Note that this file can be very large and may not be able to be uploaded through the system. This is usually due to the logs in the Logstash and/or Elasticsearch directories found in it. If it is too large, please open the profile, extract these directories/files and send them separately.

Re: NLS upgrade failing - NLS not available

Posted: Sat Jul 11, 2020 1:10 am
by jabi27
Hi

Yes the services are running:
root@nagios-logserver1:~# systemctl status elasticsearch | grep running
Active: active (running) since Fri 2020-07-10 12:31:44 CEST; 19h ago
root@nagios-logserver1:~# systemctl status logstash | grep running
Active: active (running) since Fri 2020-07-10 14:40:47 CEST; 17h ago
root@nagios-logserver1:~# systemctl status apache2 | grep running
Active: active (running) since Fri 2020-07-10 13:02:13 CEST; 18h ago
I do not know for sure what version we was coming from but I think it was 2.1.2

Code: Select all

root@nagios-logserver2:~# curl 'localhost:9200/_cat/nodes?v'
..
..
Hanging...

Code: Select all

root@nagios-logserver2:~# curl -XGET 'http://localhost:9200/_cluster/health?pretty=true'
{
  "cluster_name" : "a70328ae-b00b-42d8-a48e-8607a24bb151",
  "status" : "red",
  "timed_out" : false,
  "number_of_nodes" : 1,
  "number_of_data_nodes" : 1,
  "active_primary_shards" : 167,
  "active_shards" : 167,
  "relocating_shards" : 0,
  "initializing_shards" : 0,
  "unassigned_shards" : 177,
  "delayed_unassigned_shards" : 0,
  "number_of_pending_tasks" : 0,
  "number_of_in_flight_fetch" : 0
}
The time the Kibana.. was hanging was around 20-30 min (lunch break). There was no activity from the process.

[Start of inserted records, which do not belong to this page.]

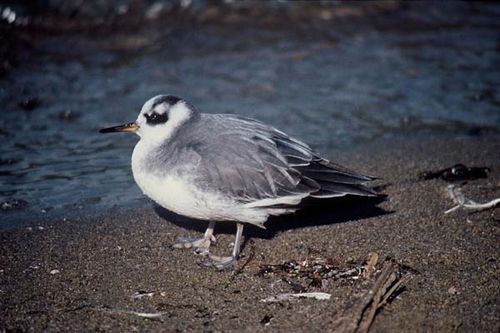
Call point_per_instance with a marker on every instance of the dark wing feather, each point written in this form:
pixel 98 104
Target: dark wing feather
pixel 251 161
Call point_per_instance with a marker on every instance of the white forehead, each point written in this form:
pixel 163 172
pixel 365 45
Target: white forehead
pixel 159 108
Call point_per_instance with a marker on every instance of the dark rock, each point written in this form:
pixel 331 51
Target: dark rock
pixel 12 204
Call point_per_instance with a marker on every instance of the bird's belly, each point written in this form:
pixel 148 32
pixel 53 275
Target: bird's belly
pixel 177 195
pixel 173 194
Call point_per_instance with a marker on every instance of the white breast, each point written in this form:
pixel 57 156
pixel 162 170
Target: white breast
pixel 175 192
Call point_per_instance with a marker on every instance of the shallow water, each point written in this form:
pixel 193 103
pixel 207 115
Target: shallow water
pixel 335 91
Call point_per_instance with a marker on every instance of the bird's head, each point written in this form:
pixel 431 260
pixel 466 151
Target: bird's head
pixel 158 119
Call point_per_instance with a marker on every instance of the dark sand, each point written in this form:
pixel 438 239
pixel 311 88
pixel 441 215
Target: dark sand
pixel 102 261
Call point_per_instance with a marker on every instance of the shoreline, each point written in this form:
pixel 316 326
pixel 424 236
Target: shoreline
pixel 99 271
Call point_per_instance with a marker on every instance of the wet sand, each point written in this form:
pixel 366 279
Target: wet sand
pixel 82 274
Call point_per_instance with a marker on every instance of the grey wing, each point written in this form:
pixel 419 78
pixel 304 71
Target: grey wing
pixel 251 161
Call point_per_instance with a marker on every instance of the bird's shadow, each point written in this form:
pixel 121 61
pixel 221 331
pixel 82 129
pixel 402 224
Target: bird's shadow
pixel 324 212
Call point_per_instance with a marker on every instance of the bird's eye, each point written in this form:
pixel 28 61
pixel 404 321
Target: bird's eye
pixel 156 118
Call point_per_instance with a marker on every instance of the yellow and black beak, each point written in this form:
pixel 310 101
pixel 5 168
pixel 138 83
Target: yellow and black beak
pixel 130 127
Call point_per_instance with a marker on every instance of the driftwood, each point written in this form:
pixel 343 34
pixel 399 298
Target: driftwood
pixel 457 196
pixel 359 318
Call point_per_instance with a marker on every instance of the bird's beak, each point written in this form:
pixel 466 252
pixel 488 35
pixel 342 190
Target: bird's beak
pixel 130 127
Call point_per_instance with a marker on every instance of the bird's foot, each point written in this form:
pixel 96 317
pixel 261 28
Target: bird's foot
pixel 201 245
pixel 220 263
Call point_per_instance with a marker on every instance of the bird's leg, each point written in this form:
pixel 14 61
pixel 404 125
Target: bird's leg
pixel 201 245
pixel 226 262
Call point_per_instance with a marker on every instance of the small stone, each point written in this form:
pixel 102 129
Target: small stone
pixel 30 103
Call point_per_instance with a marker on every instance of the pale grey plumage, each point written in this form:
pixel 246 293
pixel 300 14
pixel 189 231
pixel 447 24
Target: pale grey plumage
pixel 226 167
pixel 248 160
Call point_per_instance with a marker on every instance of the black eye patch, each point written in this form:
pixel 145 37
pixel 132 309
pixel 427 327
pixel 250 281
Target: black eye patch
pixel 156 118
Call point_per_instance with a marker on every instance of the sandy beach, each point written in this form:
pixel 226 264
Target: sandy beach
pixel 117 272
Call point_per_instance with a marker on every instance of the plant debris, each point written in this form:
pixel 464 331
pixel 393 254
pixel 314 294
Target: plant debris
pixel 266 320
pixel 458 172
pixel 457 196
pixel 360 317
pixel 290 296
pixel 314 269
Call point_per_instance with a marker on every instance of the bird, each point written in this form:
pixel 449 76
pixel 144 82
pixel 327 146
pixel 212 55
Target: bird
pixel 228 168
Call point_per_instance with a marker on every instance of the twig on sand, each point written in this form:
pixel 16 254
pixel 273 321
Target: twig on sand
pixel 288 296
pixel 149 315
pixel 370 266
pixel 457 196
pixel 360 318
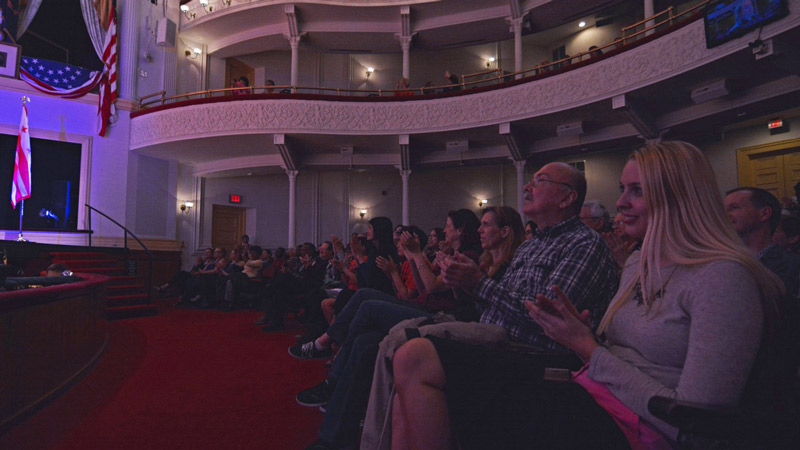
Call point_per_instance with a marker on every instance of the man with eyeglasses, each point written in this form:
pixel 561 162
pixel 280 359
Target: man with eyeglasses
pixel 564 252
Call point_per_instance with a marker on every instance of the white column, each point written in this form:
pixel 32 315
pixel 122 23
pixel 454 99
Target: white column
pixel 128 48
pixel 292 174
pixel 520 165
pixel 516 27
pixel 404 174
pixel 294 42
pixel 649 11
pixel 405 44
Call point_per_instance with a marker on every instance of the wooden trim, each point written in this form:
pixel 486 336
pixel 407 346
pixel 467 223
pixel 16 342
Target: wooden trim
pixel 745 154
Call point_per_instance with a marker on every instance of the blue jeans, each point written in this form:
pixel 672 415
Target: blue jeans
pixel 340 327
pixel 351 374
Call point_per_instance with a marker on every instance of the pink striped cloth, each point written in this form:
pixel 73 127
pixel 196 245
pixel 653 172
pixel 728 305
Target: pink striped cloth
pixel 641 435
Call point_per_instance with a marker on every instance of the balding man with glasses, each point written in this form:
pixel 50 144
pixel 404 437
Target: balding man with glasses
pixel 564 252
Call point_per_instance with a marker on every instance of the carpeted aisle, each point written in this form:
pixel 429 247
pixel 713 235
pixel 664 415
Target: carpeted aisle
pixel 185 379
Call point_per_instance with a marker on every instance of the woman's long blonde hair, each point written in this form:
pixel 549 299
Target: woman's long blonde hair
pixel 686 224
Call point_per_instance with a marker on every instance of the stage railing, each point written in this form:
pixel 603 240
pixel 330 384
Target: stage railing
pixel 629 34
pixel 127 250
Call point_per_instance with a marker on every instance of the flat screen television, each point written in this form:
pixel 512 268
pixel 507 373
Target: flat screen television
pixel 730 19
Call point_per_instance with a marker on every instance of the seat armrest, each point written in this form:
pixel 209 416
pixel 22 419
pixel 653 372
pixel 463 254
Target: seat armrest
pixel 727 424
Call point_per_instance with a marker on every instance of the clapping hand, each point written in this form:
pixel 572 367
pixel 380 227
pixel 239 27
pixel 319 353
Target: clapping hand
pixel 386 265
pixel 459 271
pixel 563 323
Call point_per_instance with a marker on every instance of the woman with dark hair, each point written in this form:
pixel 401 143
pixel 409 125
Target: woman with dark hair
pixel 693 307
pixel 501 233
pixel 434 239
pixel 380 235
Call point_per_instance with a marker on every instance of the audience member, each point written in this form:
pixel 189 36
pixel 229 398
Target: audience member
pixel 619 242
pixel 58 270
pixel 756 214
pixel 530 230
pixel 347 387
pixel 787 235
pixel 691 305
pixel 434 238
pixel 595 216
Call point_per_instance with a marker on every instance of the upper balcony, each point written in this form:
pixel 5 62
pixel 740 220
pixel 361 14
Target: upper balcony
pixel 667 84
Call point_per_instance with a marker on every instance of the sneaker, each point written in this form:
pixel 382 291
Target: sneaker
pixel 315 396
pixel 309 351
pixel 261 320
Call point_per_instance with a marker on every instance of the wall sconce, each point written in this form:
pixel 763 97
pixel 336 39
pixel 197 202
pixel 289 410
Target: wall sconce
pixel 185 11
pixel 186 207
pixel 193 53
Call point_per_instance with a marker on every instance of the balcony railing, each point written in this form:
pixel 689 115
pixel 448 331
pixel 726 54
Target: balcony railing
pixel 658 23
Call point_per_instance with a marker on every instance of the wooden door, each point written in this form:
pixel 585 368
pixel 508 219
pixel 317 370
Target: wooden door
pixel 774 167
pixel 235 69
pixel 227 226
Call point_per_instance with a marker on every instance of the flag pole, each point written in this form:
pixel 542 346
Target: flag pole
pixel 25 99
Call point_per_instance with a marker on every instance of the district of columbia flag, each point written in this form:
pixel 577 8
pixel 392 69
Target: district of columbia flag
pixel 21 184
pixel 108 84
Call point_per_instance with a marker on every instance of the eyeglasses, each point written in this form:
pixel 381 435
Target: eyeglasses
pixel 536 180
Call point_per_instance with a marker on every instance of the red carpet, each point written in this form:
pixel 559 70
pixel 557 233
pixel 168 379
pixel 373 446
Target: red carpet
pixel 185 379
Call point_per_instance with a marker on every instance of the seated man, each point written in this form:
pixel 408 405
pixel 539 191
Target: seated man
pixel 564 252
pixel 755 214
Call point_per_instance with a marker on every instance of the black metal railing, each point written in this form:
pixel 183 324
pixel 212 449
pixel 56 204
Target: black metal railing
pixel 127 250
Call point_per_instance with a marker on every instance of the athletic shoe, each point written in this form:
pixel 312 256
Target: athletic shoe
pixel 315 396
pixel 309 351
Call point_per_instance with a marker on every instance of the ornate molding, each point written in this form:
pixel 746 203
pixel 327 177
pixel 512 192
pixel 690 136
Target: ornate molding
pixel 661 59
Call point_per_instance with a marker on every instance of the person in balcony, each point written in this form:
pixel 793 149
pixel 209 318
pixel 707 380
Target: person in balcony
pixel 401 86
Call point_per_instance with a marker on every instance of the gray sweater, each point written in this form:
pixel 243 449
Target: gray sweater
pixel 697 343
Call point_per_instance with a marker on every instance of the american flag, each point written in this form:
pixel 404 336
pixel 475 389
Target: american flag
pixel 57 78
pixel 108 85
pixel 21 184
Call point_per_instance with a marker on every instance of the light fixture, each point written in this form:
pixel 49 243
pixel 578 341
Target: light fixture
pixel 186 206
pixel 185 10
pixel 194 53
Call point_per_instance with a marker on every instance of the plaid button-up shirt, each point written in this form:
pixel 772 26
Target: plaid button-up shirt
pixel 569 255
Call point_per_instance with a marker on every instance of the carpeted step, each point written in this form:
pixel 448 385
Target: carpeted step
pixel 130 311
pixel 125 300
pixel 76 264
pixel 104 270
pixel 119 289
pixel 61 256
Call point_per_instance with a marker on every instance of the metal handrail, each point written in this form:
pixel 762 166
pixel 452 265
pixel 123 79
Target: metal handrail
pixel 499 78
pixel 127 250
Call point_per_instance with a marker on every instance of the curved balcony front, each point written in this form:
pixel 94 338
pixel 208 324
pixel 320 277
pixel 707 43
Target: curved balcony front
pixel 639 91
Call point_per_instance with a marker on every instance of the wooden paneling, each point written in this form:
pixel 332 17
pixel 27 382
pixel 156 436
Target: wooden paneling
pixel 774 167
pixel 51 336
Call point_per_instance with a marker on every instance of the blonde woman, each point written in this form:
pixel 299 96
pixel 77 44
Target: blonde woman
pixel 687 322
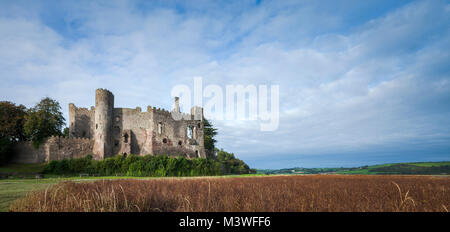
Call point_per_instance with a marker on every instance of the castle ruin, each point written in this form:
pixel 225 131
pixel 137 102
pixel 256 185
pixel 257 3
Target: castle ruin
pixel 105 131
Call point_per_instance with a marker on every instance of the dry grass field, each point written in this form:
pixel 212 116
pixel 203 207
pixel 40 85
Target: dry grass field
pixel 309 193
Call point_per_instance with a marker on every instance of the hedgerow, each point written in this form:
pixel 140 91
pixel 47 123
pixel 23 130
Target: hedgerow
pixel 132 165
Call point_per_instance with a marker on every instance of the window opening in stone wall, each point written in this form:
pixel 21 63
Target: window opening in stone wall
pixel 160 128
pixel 125 138
pixel 189 132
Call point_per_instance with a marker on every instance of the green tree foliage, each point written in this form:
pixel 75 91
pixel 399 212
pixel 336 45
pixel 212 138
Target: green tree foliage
pixel 12 119
pixel 209 141
pixel 44 120
pixel 160 165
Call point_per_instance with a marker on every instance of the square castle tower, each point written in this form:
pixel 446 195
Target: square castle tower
pixel 131 131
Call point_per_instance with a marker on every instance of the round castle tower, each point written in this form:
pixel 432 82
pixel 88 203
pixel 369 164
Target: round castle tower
pixel 104 110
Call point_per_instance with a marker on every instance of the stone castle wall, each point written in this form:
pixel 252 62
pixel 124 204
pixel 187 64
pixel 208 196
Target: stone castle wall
pixel 105 131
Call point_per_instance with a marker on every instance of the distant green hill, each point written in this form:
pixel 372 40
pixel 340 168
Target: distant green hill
pixel 417 168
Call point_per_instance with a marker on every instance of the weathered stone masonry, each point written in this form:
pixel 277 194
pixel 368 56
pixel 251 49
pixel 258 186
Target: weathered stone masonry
pixel 105 131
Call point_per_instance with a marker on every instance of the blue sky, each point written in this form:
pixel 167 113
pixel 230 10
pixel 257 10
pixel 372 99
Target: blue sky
pixel 361 82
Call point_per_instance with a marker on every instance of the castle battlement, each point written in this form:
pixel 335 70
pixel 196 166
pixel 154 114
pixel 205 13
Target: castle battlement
pixel 128 130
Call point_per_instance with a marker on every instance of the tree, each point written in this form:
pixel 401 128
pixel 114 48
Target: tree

I will run and uploade the system profiles.

Thanks and Best

/Jan

Re: NLS upgrade failing - NLS not available

Posted: Sat Jul 11, 2020 1:13 am
by jabi27
Hi,

I forgot, yes I did a Ctrl-c to the process.

Best

/Jan

Re: NLS upgrade failing - NLS not available

Posted: Sat Jul 11, 2020 1:26 am
by jabi27
This eventually went back:

Code: Select all

root@nagios-logserver1:~#  curl 'localhost:9200/_cat/nodes?v'
host              ip              heap.percent ram.percent load node.role master name                                 
nagios-logserver1 195.231.242.169           99          14 1.43 d         *      4f455685-4ec4-42f4-932e-54121c3871af 

Re: NLS upgrade failing - NLS not available

Posted: Sat Jul 11, 2020 1:46 am
by jabi27
And now server 2 finished

Code: Select all

host              ip              heap.percent ram.percent load node.role master name                                 
nagios-logserver1 195.231.242.169           99          14 2.84 d         *      4f455685-4ec4-42f4-932e-54121c3871af 


Re: NLS upgrade failing - NLS not available

Posted: Mon Jul 13, 2020 9:33 am
by cdienger
Thanks for the update and data. I've taken ownership of the ticket you've opened for this case. We'll close out this thread and I will respond shortly to the ticket.